One who spends any time with Mraz is likely to formulate two notions: It's amazing that anyone is willing to do this amount of work for such a limited return, and it's surprising that honey doesn't cost $200 a jar. Far from complaining, Mraz seems bemused by the whole affair --whether it's competing with sugared-down foreign product, bad weather resulting in low yields, or the thousands of stings he's suffered over his life. If Mraz sets the example, a good beekeeper needs to be a pleasant-natured hard worker who's happy to roll with the punches.

A large amount of beekeepers' success depends on the weather. This summer's cool temperatures meant there was less nectar for bees to collect. "We had a very poor year," says Mraz. "If we're lucky we'll get 10,000 pounds."

The season starts in March when Mraz, Gabriel and Mulqueen start visiting hives to remove winter packing and check the condition of the bees. The introduction of mites from overseas has bumped bee loss over the winter from 5 or 6 percent to 10 to 20 percent.

By May they're "reversing" the hives: "We take the bottom boxes on the hives and put them on top," says Mraz. Bees winter in the bottom of the hive, and eat stored honey from bottom to top. Putting the empty hives on the top gives the insects room for the first honey flow of spring: the dandelion crop. "At that time of year we also pick our best hives to make what we call 'splits' with -- make new hives to replace winter loss," Mraz explains. "We're looking for big, strong healthy hives in the spring that have a good record of honey production."

Weather permitting, the honey starts to flow by mid-June and the workers continue to add more boxes to each hive to give the colonies room to store the incoming honey.

Pat Shorkey's been stung only twice during her 12-year tenure. "The bees and I have an agreement," she says. "I don't go out and tell them how to make honey, and they don't come in here and tell me how to do my office work."

"Early August we start taking the honey off," Mraz says. "(The bees) aren't happy to see you." The trick is to leave enough of the sweet stuff to allow the bees to survive in the hive through the winter. "It's a lot of guesswork," he offers. "With experience, you get pretty good at it."

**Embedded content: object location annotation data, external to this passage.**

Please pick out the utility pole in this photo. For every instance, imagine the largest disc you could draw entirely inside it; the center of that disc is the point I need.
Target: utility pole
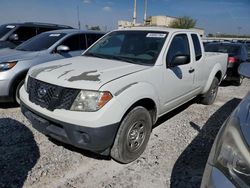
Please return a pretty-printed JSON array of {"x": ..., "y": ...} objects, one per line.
[
  {"x": 145, "y": 11},
  {"x": 134, "y": 16},
  {"x": 78, "y": 18}
]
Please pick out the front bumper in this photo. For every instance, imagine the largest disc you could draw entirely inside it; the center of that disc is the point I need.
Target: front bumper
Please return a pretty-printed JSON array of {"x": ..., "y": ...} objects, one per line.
[
  {"x": 214, "y": 178},
  {"x": 232, "y": 74},
  {"x": 5, "y": 91},
  {"x": 97, "y": 139}
]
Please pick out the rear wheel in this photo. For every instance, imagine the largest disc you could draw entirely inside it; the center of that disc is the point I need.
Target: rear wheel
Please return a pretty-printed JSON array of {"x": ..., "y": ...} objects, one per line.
[
  {"x": 211, "y": 94},
  {"x": 17, "y": 96},
  {"x": 132, "y": 136}
]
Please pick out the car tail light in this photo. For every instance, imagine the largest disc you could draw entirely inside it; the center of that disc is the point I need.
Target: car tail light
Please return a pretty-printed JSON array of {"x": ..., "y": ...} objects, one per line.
[{"x": 232, "y": 60}]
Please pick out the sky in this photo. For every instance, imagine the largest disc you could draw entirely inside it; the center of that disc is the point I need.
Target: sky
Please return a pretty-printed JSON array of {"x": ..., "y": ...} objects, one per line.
[{"x": 215, "y": 16}]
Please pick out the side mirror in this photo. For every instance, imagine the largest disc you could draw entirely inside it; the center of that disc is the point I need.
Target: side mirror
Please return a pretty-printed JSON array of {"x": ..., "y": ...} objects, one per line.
[
  {"x": 244, "y": 70},
  {"x": 180, "y": 60},
  {"x": 14, "y": 37},
  {"x": 62, "y": 48}
]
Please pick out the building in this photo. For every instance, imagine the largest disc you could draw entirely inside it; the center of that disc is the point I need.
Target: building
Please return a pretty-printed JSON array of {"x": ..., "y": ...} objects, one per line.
[
  {"x": 162, "y": 21},
  {"x": 124, "y": 24}
]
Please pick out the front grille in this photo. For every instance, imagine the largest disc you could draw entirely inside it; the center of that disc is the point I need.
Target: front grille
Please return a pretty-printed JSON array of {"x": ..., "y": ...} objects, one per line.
[{"x": 50, "y": 96}]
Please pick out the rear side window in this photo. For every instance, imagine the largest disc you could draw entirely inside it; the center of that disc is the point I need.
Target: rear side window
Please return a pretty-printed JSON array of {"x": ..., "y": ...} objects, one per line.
[
  {"x": 4, "y": 29},
  {"x": 91, "y": 38},
  {"x": 25, "y": 33},
  {"x": 178, "y": 46},
  {"x": 44, "y": 29},
  {"x": 75, "y": 42},
  {"x": 197, "y": 47}
]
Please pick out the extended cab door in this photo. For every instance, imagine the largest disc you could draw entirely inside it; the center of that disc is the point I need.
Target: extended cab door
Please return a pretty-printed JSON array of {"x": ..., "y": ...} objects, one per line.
[{"x": 179, "y": 74}]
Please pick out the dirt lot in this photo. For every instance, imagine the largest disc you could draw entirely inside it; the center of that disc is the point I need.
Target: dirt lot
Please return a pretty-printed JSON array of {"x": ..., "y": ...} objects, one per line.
[{"x": 175, "y": 156}]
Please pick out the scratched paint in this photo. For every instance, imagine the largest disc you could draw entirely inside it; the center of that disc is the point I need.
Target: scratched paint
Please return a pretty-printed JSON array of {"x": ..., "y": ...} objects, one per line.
[
  {"x": 124, "y": 88},
  {"x": 63, "y": 74},
  {"x": 88, "y": 76},
  {"x": 36, "y": 72}
]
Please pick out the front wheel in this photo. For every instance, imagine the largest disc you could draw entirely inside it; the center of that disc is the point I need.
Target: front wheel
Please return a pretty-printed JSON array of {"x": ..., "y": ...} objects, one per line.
[
  {"x": 17, "y": 96},
  {"x": 132, "y": 136},
  {"x": 211, "y": 94}
]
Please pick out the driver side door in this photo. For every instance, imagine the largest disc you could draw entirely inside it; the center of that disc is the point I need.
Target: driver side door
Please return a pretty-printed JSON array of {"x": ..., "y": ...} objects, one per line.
[{"x": 179, "y": 77}]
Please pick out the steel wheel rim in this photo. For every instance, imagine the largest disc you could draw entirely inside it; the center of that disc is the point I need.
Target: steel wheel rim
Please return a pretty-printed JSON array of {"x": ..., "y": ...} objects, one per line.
[{"x": 136, "y": 136}]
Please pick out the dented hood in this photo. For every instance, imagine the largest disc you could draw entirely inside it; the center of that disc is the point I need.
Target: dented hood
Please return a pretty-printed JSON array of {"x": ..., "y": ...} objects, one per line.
[{"x": 83, "y": 72}]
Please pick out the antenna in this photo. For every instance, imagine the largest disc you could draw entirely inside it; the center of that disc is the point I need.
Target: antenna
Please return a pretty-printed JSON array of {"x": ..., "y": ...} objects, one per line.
[
  {"x": 145, "y": 11},
  {"x": 78, "y": 18},
  {"x": 134, "y": 16}
]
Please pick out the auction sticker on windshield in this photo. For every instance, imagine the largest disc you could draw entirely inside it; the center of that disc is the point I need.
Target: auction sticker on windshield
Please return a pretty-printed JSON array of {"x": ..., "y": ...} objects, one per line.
[
  {"x": 156, "y": 35},
  {"x": 54, "y": 35}
]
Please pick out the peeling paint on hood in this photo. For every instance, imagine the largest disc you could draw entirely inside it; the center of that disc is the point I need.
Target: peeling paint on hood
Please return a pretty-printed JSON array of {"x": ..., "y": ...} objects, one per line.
[
  {"x": 37, "y": 71},
  {"x": 84, "y": 72}
]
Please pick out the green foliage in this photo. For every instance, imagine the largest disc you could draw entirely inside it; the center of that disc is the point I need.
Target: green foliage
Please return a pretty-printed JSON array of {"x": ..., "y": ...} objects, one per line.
[{"x": 183, "y": 23}]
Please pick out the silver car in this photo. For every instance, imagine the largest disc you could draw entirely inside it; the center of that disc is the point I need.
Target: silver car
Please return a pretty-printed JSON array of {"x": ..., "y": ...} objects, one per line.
[
  {"x": 228, "y": 164},
  {"x": 48, "y": 46}
]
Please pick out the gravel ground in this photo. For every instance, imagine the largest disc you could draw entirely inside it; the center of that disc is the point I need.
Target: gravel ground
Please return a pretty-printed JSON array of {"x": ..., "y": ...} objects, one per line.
[{"x": 175, "y": 156}]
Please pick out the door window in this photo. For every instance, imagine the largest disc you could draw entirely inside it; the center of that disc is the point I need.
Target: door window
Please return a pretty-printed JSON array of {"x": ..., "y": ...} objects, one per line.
[
  {"x": 75, "y": 42},
  {"x": 91, "y": 38},
  {"x": 197, "y": 47},
  {"x": 178, "y": 46}
]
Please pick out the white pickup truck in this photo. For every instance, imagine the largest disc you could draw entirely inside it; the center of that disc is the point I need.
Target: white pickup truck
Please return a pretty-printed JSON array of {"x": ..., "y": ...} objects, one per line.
[{"x": 108, "y": 99}]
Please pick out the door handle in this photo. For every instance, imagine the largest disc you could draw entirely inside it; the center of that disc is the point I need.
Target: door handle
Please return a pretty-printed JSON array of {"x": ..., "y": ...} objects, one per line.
[{"x": 191, "y": 70}]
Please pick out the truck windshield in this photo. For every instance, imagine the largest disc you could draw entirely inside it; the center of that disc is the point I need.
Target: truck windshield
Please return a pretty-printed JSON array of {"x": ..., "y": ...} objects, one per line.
[
  {"x": 232, "y": 50},
  {"x": 138, "y": 47},
  {"x": 4, "y": 29},
  {"x": 40, "y": 42}
]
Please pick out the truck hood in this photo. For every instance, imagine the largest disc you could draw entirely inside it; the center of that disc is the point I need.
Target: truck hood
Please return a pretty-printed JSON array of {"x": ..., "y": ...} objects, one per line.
[
  {"x": 7, "y": 54},
  {"x": 83, "y": 72}
]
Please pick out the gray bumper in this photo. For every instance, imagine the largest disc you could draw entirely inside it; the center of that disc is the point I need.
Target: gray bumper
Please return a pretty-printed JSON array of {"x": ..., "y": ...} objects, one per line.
[
  {"x": 214, "y": 178},
  {"x": 98, "y": 140}
]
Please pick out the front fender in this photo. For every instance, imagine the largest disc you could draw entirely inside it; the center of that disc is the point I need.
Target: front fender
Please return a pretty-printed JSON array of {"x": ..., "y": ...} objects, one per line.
[
  {"x": 132, "y": 93},
  {"x": 217, "y": 68}
]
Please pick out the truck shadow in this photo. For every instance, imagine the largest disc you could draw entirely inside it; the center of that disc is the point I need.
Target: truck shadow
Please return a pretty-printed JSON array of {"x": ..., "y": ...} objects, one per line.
[
  {"x": 18, "y": 152},
  {"x": 189, "y": 167}
]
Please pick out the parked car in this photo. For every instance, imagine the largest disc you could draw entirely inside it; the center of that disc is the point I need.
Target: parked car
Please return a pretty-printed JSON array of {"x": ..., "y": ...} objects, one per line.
[
  {"x": 48, "y": 46},
  {"x": 248, "y": 50},
  {"x": 228, "y": 164},
  {"x": 13, "y": 34},
  {"x": 108, "y": 99},
  {"x": 237, "y": 53}
]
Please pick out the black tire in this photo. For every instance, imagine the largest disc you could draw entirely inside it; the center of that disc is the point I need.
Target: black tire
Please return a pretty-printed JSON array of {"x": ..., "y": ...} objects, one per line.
[
  {"x": 239, "y": 81},
  {"x": 132, "y": 136},
  {"x": 211, "y": 94},
  {"x": 16, "y": 94}
]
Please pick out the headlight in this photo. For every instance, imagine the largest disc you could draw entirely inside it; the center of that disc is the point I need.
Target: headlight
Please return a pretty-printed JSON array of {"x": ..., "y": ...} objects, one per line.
[
  {"x": 231, "y": 153},
  {"x": 90, "y": 101},
  {"x": 7, "y": 65},
  {"x": 26, "y": 83}
]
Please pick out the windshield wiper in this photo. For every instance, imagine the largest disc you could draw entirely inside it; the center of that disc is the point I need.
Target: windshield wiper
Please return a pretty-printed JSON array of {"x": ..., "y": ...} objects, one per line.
[
  {"x": 95, "y": 55},
  {"x": 121, "y": 59},
  {"x": 110, "y": 57}
]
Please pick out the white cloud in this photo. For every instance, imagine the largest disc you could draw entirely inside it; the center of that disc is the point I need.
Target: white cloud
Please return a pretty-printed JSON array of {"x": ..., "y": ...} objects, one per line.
[
  {"x": 107, "y": 8},
  {"x": 87, "y": 1}
]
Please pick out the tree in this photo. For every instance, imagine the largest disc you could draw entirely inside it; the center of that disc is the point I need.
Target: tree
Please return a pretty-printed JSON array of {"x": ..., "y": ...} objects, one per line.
[{"x": 183, "y": 23}]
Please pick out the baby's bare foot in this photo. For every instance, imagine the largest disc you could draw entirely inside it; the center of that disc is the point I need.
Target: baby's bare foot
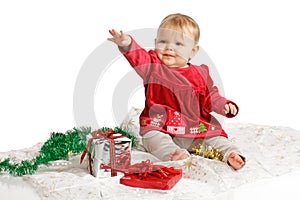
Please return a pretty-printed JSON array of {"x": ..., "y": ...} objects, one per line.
[
  {"x": 235, "y": 161},
  {"x": 178, "y": 155}
]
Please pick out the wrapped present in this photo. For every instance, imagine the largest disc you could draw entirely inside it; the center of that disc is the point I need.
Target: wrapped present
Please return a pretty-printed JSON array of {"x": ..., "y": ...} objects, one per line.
[
  {"x": 147, "y": 175},
  {"x": 107, "y": 151}
]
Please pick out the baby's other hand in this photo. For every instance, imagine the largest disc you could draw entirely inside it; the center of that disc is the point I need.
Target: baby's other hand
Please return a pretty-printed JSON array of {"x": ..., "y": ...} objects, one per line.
[
  {"x": 120, "y": 39},
  {"x": 230, "y": 109}
]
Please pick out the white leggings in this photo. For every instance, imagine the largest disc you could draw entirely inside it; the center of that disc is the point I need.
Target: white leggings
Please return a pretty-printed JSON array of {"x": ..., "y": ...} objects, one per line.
[{"x": 161, "y": 145}]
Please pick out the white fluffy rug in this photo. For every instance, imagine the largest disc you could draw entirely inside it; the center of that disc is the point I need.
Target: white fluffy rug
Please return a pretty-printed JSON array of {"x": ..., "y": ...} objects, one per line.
[{"x": 270, "y": 151}]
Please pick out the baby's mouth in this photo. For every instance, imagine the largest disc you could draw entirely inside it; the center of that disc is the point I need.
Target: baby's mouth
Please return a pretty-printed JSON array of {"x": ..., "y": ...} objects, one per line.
[{"x": 168, "y": 55}]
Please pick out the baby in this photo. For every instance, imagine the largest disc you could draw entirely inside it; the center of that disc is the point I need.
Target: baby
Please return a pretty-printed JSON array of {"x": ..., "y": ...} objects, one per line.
[{"x": 179, "y": 96}]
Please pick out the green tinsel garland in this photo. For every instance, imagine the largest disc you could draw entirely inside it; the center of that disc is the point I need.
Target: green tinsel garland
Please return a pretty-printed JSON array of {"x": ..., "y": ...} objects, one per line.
[{"x": 57, "y": 147}]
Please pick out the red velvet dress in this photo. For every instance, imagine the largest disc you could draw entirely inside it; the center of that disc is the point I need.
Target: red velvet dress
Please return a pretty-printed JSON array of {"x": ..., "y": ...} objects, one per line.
[{"x": 178, "y": 100}]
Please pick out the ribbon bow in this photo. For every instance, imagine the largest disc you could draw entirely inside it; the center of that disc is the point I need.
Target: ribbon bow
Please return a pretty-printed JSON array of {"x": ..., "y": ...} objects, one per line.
[
  {"x": 107, "y": 135},
  {"x": 146, "y": 168}
]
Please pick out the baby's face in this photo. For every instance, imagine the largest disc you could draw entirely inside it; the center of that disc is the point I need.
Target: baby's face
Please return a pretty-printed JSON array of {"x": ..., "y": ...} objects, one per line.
[{"x": 174, "y": 47}]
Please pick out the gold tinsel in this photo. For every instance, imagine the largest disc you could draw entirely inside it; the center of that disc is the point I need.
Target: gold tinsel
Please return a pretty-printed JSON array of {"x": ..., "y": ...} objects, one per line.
[{"x": 208, "y": 152}]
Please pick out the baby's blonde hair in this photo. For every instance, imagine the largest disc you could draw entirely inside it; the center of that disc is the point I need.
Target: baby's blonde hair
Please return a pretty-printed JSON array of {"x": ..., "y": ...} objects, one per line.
[{"x": 183, "y": 22}]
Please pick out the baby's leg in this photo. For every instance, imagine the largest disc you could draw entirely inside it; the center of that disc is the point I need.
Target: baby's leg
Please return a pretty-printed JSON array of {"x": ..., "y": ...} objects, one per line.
[
  {"x": 231, "y": 153},
  {"x": 162, "y": 146}
]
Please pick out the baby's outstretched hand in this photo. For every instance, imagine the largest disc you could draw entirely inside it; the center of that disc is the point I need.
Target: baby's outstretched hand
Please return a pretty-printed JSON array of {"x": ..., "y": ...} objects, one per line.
[
  {"x": 230, "y": 109},
  {"x": 120, "y": 39}
]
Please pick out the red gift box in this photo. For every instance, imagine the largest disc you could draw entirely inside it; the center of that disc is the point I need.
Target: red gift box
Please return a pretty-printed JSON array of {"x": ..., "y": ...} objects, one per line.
[{"x": 147, "y": 175}]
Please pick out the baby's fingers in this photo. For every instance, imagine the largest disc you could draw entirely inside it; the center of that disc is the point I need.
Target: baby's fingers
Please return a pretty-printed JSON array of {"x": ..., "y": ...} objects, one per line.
[{"x": 112, "y": 32}]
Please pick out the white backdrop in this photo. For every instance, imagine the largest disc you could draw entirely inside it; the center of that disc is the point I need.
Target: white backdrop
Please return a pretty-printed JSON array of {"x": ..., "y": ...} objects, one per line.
[{"x": 43, "y": 45}]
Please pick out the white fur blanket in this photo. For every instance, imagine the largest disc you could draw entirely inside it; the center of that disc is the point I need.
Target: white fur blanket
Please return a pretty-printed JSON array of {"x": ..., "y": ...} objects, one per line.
[{"x": 270, "y": 151}]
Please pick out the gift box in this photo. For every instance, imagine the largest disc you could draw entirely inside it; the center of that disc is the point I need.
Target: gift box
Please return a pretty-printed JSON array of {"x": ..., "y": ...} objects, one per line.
[
  {"x": 107, "y": 151},
  {"x": 147, "y": 175}
]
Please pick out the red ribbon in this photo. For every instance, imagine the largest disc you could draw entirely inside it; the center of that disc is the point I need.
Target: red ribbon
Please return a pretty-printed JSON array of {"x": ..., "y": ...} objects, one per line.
[
  {"x": 146, "y": 168},
  {"x": 107, "y": 135}
]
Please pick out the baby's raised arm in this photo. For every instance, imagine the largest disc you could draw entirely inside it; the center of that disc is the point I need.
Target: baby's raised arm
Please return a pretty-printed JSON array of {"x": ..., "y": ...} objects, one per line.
[{"x": 120, "y": 39}]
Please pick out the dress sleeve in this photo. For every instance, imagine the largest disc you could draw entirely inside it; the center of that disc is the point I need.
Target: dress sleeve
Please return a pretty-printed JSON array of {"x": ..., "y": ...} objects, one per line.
[
  {"x": 214, "y": 101},
  {"x": 140, "y": 59}
]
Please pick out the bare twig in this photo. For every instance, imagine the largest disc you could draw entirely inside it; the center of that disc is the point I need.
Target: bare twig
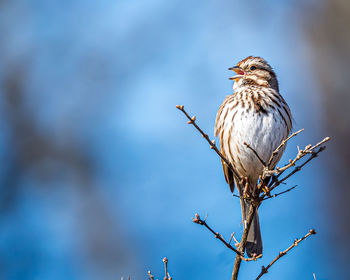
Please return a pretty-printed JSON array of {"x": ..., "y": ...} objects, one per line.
[
  {"x": 254, "y": 258},
  {"x": 242, "y": 244},
  {"x": 278, "y": 194},
  {"x": 264, "y": 269},
  {"x": 206, "y": 137},
  {"x": 151, "y": 277},
  {"x": 296, "y": 169},
  {"x": 283, "y": 143},
  {"x": 309, "y": 149},
  {"x": 234, "y": 238},
  {"x": 199, "y": 221},
  {"x": 165, "y": 261}
]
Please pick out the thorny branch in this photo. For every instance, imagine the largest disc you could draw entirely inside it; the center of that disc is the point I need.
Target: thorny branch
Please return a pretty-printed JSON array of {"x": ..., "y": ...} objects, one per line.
[
  {"x": 265, "y": 185},
  {"x": 264, "y": 269},
  {"x": 206, "y": 137},
  {"x": 167, "y": 275},
  {"x": 199, "y": 221}
]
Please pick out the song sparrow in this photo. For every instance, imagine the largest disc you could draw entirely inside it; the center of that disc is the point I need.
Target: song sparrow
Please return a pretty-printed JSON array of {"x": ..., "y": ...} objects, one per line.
[{"x": 257, "y": 114}]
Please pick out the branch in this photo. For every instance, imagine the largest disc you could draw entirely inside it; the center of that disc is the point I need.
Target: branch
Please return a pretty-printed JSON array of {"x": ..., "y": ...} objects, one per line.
[
  {"x": 283, "y": 143},
  {"x": 242, "y": 244},
  {"x": 278, "y": 194},
  {"x": 199, "y": 221},
  {"x": 264, "y": 269},
  {"x": 205, "y": 136},
  {"x": 151, "y": 277},
  {"x": 309, "y": 149}
]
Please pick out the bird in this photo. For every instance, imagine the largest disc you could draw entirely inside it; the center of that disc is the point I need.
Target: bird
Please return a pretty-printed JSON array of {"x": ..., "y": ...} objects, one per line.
[{"x": 255, "y": 114}]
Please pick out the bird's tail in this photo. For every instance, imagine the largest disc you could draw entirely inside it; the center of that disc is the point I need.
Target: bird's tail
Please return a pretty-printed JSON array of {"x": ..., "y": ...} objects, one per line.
[{"x": 254, "y": 241}]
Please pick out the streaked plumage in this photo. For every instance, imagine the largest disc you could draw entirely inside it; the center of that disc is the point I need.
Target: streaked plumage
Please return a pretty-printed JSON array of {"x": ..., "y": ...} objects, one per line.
[{"x": 256, "y": 114}]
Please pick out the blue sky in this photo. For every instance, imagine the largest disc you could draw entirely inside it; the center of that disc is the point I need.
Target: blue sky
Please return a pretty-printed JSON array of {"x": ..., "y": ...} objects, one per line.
[{"x": 105, "y": 77}]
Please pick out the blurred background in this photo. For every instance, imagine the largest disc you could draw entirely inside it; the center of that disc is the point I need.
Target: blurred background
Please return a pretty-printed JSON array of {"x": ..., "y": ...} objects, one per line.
[{"x": 100, "y": 175}]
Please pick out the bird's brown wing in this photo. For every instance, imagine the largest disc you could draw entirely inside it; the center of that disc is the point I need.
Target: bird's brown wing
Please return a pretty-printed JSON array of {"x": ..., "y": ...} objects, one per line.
[
  {"x": 218, "y": 132},
  {"x": 228, "y": 174}
]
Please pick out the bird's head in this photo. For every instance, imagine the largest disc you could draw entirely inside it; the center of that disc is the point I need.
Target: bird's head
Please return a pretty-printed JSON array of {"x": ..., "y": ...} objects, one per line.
[{"x": 254, "y": 71}]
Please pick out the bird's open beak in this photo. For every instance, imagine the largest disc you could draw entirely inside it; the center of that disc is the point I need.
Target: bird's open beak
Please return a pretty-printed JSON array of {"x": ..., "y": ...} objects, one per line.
[{"x": 240, "y": 73}]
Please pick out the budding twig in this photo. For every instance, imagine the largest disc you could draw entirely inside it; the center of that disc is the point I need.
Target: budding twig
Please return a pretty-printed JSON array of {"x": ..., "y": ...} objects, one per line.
[
  {"x": 283, "y": 143},
  {"x": 278, "y": 194},
  {"x": 192, "y": 120},
  {"x": 199, "y": 221},
  {"x": 264, "y": 269},
  {"x": 165, "y": 261},
  {"x": 151, "y": 277}
]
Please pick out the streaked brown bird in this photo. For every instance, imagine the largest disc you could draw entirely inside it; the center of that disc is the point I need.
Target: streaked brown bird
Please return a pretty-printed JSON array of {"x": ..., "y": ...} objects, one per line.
[{"x": 257, "y": 114}]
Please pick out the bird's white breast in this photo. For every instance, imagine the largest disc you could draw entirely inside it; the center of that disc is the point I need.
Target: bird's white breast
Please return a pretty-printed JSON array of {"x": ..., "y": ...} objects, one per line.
[{"x": 240, "y": 123}]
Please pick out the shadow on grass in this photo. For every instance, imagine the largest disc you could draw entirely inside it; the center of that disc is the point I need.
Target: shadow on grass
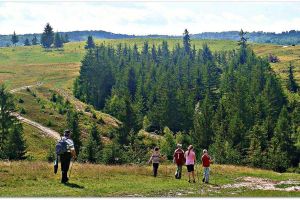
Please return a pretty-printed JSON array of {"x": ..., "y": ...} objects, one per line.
[{"x": 74, "y": 185}]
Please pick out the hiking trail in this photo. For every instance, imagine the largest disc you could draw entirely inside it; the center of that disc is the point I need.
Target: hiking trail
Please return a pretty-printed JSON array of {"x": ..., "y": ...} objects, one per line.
[{"x": 47, "y": 131}]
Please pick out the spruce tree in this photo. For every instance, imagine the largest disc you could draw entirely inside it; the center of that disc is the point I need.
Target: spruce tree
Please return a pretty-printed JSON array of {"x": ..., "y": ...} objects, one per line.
[
  {"x": 58, "y": 43},
  {"x": 47, "y": 37},
  {"x": 132, "y": 83},
  {"x": 16, "y": 148},
  {"x": 14, "y": 38},
  {"x": 73, "y": 125},
  {"x": 90, "y": 44},
  {"x": 26, "y": 43},
  {"x": 186, "y": 42},
  {"x": 12, "y": 144},
  {"x": 34, "y": 40},
  {"x": 291, "y": 83}
]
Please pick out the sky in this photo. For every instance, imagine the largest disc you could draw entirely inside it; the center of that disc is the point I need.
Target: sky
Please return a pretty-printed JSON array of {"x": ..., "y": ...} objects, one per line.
[{"x": 145, "y": 17}]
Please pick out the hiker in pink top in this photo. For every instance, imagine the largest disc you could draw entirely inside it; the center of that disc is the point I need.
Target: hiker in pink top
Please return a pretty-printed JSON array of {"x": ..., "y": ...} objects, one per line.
[{"x": 190, "y": 158}]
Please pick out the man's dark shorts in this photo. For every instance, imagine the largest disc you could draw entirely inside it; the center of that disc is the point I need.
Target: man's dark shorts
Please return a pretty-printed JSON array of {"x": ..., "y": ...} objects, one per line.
[{"x": 190, "y": 168}]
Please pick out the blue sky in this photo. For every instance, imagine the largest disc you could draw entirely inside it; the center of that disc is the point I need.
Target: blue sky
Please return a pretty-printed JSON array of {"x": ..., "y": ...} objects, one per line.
[{"x": 143, "y": 18}]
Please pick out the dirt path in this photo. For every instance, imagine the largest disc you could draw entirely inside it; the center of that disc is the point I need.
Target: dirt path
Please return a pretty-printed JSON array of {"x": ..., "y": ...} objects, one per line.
[
  {"x": 25, "y": 87},
  {"x": 255, "y": 183},
  {"x": 80, "y": 106},
  {"x": 47, "y": 131}
]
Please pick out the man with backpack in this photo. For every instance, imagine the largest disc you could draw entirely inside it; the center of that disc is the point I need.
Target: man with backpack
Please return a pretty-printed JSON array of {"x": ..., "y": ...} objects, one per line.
[
  {"x": 65, "y": 150},
  {"x": 206, "y": 161},
  {"x": 178, "y": 158}
]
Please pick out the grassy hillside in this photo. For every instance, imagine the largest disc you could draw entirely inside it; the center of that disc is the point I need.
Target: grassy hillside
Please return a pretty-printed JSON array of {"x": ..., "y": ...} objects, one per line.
[
  {"x": 57, "y": 69},
  {"x": 110, "y": 181}
]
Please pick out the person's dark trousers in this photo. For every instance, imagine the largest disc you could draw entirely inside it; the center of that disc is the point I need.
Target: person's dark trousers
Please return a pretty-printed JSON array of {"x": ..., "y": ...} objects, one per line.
[
  {"x": 155, "y": 168},
  {"x": 178, "y": 172},
  {"x": 65, "y": 160}
]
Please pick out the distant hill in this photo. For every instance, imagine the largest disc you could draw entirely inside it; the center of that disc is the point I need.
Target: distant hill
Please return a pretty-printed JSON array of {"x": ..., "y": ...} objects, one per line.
[{"x": 285, "y": 38}]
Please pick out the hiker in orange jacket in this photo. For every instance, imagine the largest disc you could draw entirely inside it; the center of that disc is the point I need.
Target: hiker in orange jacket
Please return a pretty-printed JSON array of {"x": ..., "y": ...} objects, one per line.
[
  {"x": 205, "y": 163},
  {"x": 178, "y": 158}
]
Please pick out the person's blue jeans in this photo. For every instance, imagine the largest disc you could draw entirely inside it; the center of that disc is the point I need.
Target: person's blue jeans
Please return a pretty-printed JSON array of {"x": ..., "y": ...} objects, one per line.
[{"x": 206, "y": 174}]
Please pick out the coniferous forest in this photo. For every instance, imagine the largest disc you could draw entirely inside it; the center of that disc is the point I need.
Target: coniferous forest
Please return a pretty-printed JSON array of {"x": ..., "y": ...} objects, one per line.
[{"x": 229, "y": 102}]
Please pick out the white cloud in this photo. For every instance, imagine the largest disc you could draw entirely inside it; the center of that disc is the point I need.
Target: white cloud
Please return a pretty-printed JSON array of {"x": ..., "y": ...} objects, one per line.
[{"x": 146, "y": 17}]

Back at the honey shop, they remove the frames full of comb and honey from the boxes they've brought back, and run them on a conveyor belt through a planer that buzzes off the beeswax seal. From there the frames go into one of two centrifuges. "It's being spun, like a clothes dryer, to get the honey out," Mraz shouts over the hum as he peers into the top of large silver drum.

From there the honey runs through pipes into a spinner that separates out the wax particles. Mraz melts the wax, the consistency of sticky sawdust, to make candles the company sells in its holiday catalog.

From the spinner the honey flows through a pipe in the floor into a holding tank downstairs. From the tank, it's poured into 55-gallon barrels before it's bottled throughout the year as needed.

Mraz thinks, "The less you do with honey, the better it is." Consequently, he doesn't filter his product. "Honey is actually amazingly sterile stuff," he says. "Because of the high sugar content, it generally won't support bacterial growth." His best seller is what he calls "crystallized bee honey," a thick, milky, slightly granular substance with a flavor that could easily be described as ambrosia.

With work to do in the autumn preparing the hives for winter, and tens of thousands of boxes and frames to repair and build during the winter, Mraz says there's barely a moment's downtime. Of course, there is a certain tasty fringe benefit to the business, which also manifests itself in a continual need to wash one's hands. "Sticky business," he chuckles, as he turns to the sink yet again.